Recently I joined a wonderful book group in Mississippi via Skype and was asked about the differences between the Quakers and the Puritans. I knew that the Puritans didn’t like the Quakers, and that they persecuted and exiled them from Massachusetts Bay Colony. But I didn’t know much more than that. So I did a little digging.
Today Quakers are known as a peaceful people who embrace nonviolence and spiritual principles and who were strong advocates for the abolition of slavery in the 19th century. But in early 17th century New England, they were outlawed, imprisoned, exiled, and sometimes executed. Why?
Both the Puritans and the Church of England regarded Quakers as “heretics.” In Massachusetts Bay Colony, the Congregational Way (which the Puritans believed was the purified Church of England) was the only legal religion. Every resident was required to attend Sabbath worship and to pay local taxes to support the minister and church. Just as in England, it was treasonous to oppose the state religion.
The Quakers who came to Massachusetts in the 1650’s were as righteous and fanatical as the Puritans. They knew very well they weren’t coming to a colony where their way of worship would be tolerated. They were there to make points about their own religion. And they weren’t quiet about it. In fact, they were often uncivil and overbearing and not always truthful. They made a practice of interrupting worship services, and of creating a raucous uproar by yelling and banging pots and pans in the streets. They shouted people down who didn’t agree with them and humiliated public figures with name-calling and ridicule. Sometimes they even stripped off their clothes in public. The Puritans responded to these outrages with fines, which escalated into more severe punishments, including boring holes in their tongues, whippings, banishments, and even executions.
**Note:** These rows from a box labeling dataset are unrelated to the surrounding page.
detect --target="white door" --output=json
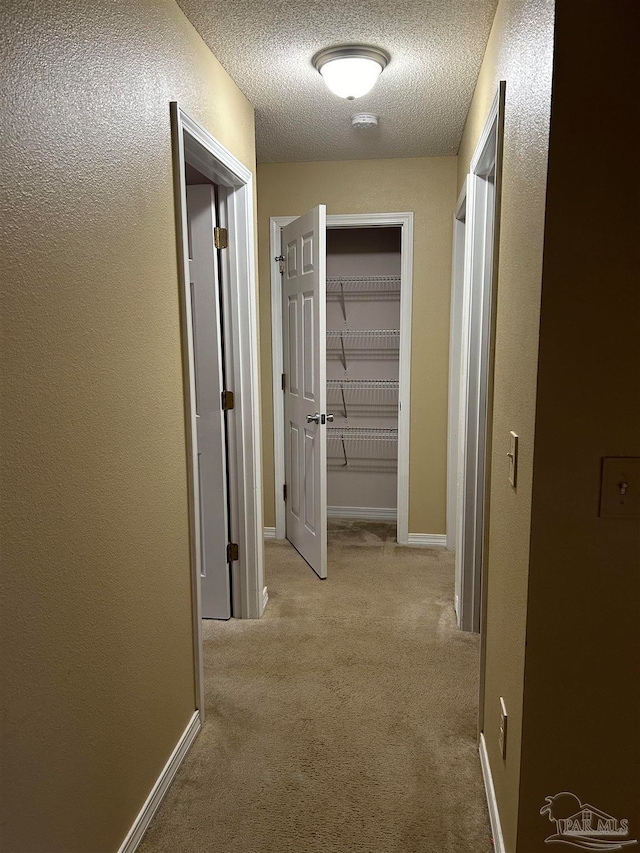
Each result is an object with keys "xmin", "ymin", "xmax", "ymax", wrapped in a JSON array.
[
  {"xmin": 281, "ymin": 204, "xmax": 327, "ymax": 578},
  {"xmin": 187, "ymin": 184, "xmax": 231, "ymax": 619}
]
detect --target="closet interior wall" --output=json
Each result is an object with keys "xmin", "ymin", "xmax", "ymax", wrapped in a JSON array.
[{"xmin": 327, "ymin": 227, "xmax": 401, "ymax": 519}]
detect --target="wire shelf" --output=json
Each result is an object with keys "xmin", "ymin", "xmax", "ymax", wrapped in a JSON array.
[
  {"xmin": 327, "ymin": 427, "xmax": 398, "ymax": 472},
  {"xmin": 327, "ymin": 427, "xmax": 398, "ymax": 442},
  {"xmin": 327, "ymin": 379, "xmax": 400, "ymax": 392},
  {"xmin": 327, "ymin": 329, "xmax": 400, "ymax": 370},
  {"xmin": 327, "ymin": 379, "xmax": 399, "ymax": 418},
  {"xmin": 327, "ymin": 275, "xmax": 401, "ymax": 298},
  {"xmin": 327, "ymin": 329, "xmax": 400, "ymax": 349}
]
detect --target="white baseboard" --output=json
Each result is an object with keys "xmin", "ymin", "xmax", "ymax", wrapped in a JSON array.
[
  {"xmin": 118, "ymin": 711, "xmax": 202, "ymax": 853},
  {"xmin": 407, "ymin": 533, "xmax": 447, "ymax": 548},
  {"xmin": 478, "ymin": 734, "xmax": 506, "ymax": 853},
  {"xmin": 327, "ymin": 506, "xmax": 398, "ymax": 521}
]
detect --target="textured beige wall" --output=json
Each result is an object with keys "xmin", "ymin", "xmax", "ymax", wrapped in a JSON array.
[
  {"xmin": 517, "ymin": 0, "xmax": 640, "ymax": 853},
  {"xmin": 258, "ymin": 157, "xmax": 456, "ymax": 533},
  {"xmin": 458, "ymin": 0, "xmax": 553, "ymax": 853},
  {"xmin": 0, "ymin": 0, "xmax": 254, "ymax": 853}
]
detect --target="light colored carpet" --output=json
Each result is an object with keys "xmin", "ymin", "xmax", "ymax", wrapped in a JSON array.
[{"xmin": 139, "ymin": 522, "xmax": 492, "ymax": 853}]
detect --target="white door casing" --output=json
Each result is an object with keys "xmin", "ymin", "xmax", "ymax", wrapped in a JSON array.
[
  {"xmin": 456, "ymin": 83, "xmax": 505, "ymax": 642},
  {"xmin": 186, "ymin": 184, "xmax": 231, "ymax": 619},
  {"xmin": 281, "ymin": 205, "xmax": 327, "ymax": 578},
  {"xmin": 447, "ymin": 185, "xmax": 467, "ymax": 625}
]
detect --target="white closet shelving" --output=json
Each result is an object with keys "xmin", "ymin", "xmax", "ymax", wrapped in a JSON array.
[{"xmin": 327, "ymin": 268, "xmax": 401, "ymax": 473}]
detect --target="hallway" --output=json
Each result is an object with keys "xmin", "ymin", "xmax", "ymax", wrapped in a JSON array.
[{"xmin": 139, "ymin": 521, "xmax": 492, "ymax": 853}]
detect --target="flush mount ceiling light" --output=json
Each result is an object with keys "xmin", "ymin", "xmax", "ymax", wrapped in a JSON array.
[
  {"xmin": 351, "ymin": 113, "xmax": 378, "ymax": 130},
  {"xmin": 312, "ymin": 44, "xmax": 391, "ymax": 101}
]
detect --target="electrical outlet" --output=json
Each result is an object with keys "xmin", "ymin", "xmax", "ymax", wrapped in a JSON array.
[{"xmin": 498, "ymin": 696, "xmax": 507, "ymax": 758}]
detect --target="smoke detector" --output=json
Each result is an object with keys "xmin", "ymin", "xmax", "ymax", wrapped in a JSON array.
[{"xmin": 351, "ymin": 113, "xmax": 378, "ymax": 130}]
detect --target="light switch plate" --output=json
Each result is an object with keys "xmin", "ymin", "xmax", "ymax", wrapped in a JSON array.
[
  {"xmin": 498, "ymin": 696, "xmax": 507, "ymax": 758},
  {"xmin": 507, "ymin": 430, "xmax": 518, "ymax": 489},
  {"xmin": 600, "ymin": 456, "xmax": 640, "ymax": 518}
]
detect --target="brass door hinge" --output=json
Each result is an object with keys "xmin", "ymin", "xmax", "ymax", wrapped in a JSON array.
[{"xmin": 213, "ymin": 228, "xmax": 229, "ymax": 249}]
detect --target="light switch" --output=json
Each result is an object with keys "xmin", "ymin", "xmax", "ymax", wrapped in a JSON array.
[
  {"xmin": 507, "ymin": 431, "xmax": 518, "ymax": 489},
  {"xmin": 498, "ymin": 696, "xmax": 508, "ymax": 758},
  {"xmin": 600, "ymin": 456, "xmax": 640, "ymax": 518}
]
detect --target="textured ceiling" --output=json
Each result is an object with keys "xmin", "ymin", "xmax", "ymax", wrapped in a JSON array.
[{"xmin": 178, "ymin": 0, "xmax": 497, "ymax": 163}]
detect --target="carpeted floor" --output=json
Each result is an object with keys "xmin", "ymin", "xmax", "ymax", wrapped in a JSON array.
[{"xmin": 139, "ymin": 522, "xmax": 492, "ymax": 853}]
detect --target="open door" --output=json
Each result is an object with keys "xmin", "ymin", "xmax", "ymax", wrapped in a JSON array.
[
  {"xmin": 281, "ymin": 204, "xmax": 332, "ymax": 578},
  {"xmin": 187, "ymin": 184, "xmax": 231, "ymax": 619}
]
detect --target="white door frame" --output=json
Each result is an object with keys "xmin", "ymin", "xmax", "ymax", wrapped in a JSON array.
[
  {"xmin": 447, "ymin": 178, "xmax": 467, "ymax": 624},
  {"xmin": 269, "ymin": 212, "xmax": 413, "ymax": 545},
  {"xmin": 456, "ymin": 82, "xmax": 505, "ymax": 632},
  {"xmin": 170, "ymin": 101, "xmax": 266, "ymax": 720}
]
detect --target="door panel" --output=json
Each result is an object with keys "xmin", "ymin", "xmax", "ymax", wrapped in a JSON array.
[
  {"xmin": 281, "ymin": 205, "xmax": 327, "ymax": 578},
  {"xmin": 187, "ymin": 184, "xmax": 231, "ymax": 619}
]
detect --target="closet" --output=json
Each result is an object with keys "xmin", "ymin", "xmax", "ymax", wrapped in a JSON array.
[{"xmin": 327, "ymin": 227, "xmax": 401, "ymax": 521}]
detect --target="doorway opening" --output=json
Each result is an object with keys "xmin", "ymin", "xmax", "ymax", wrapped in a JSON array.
[
  {"xmin": 326, "ymin": 226, "xmax": 402, "ymax": 535},
  {"xmin": 170, "ymin": 102, "xmax": 266, "ymax": 720},
  {"xmin": 271, "ymin": 210, "xmax": 413, "ymax": 577}
]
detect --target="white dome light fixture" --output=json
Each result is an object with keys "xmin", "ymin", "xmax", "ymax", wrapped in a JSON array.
[
  {"xmin": 351, "ymin": 113, "xmax": 378, "ymax": 130},
  {"xmin": 312, "ymin": 44, "xmax": 391, "ymax": 101}
]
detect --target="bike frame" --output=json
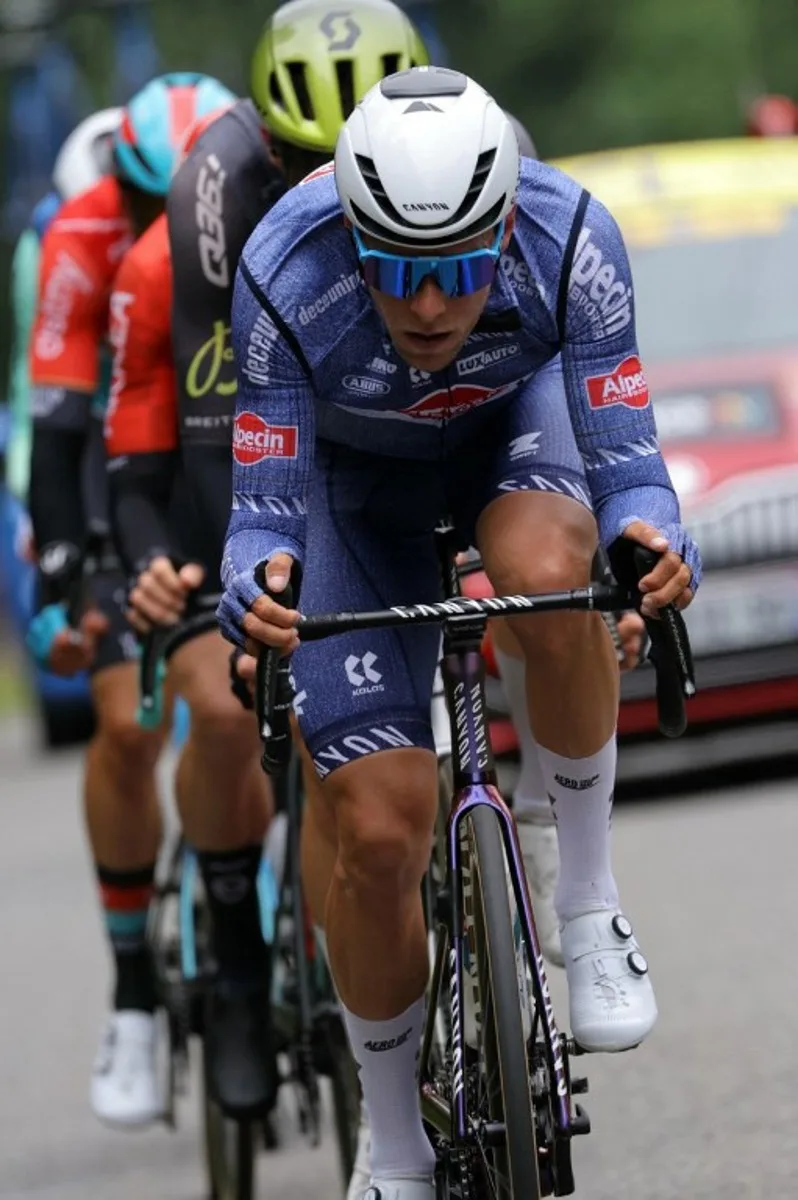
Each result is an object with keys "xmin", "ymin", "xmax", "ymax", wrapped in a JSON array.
[{"xmin": 420, "ymin": 528, "xmax": 570, "ymax": 1146}]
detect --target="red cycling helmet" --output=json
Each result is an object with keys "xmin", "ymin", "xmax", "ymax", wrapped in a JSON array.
[{"xmin": 745, "ymin": 96, "xmax": 798, "ymax": 138}]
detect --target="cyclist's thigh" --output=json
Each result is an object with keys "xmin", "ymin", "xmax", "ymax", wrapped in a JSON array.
[
  {"xmin": 91, "ymin": 570, "xmax": 138, "ymax": 674},
  {"xmin": 292, "ymin": 443, "xmax": 444, "ymax": 778}
]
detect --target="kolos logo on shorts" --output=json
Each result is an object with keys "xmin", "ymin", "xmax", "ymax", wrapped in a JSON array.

We condemn the Puritans for their intolerance and persecution of other religious groups, and rightly so. But the 17th century Quakers weren’t quite the meek and innocent victims they’re portrayed as. Even Roger Williams, the early proponent of religious freedom who was banished from Massachusetts Bay Colony, was so irritated by Quaker incivility and lack of respect that he considered restricting their liberties. The Quakers were pretty disagreeable at times. Not so very different from the Puritans themselves.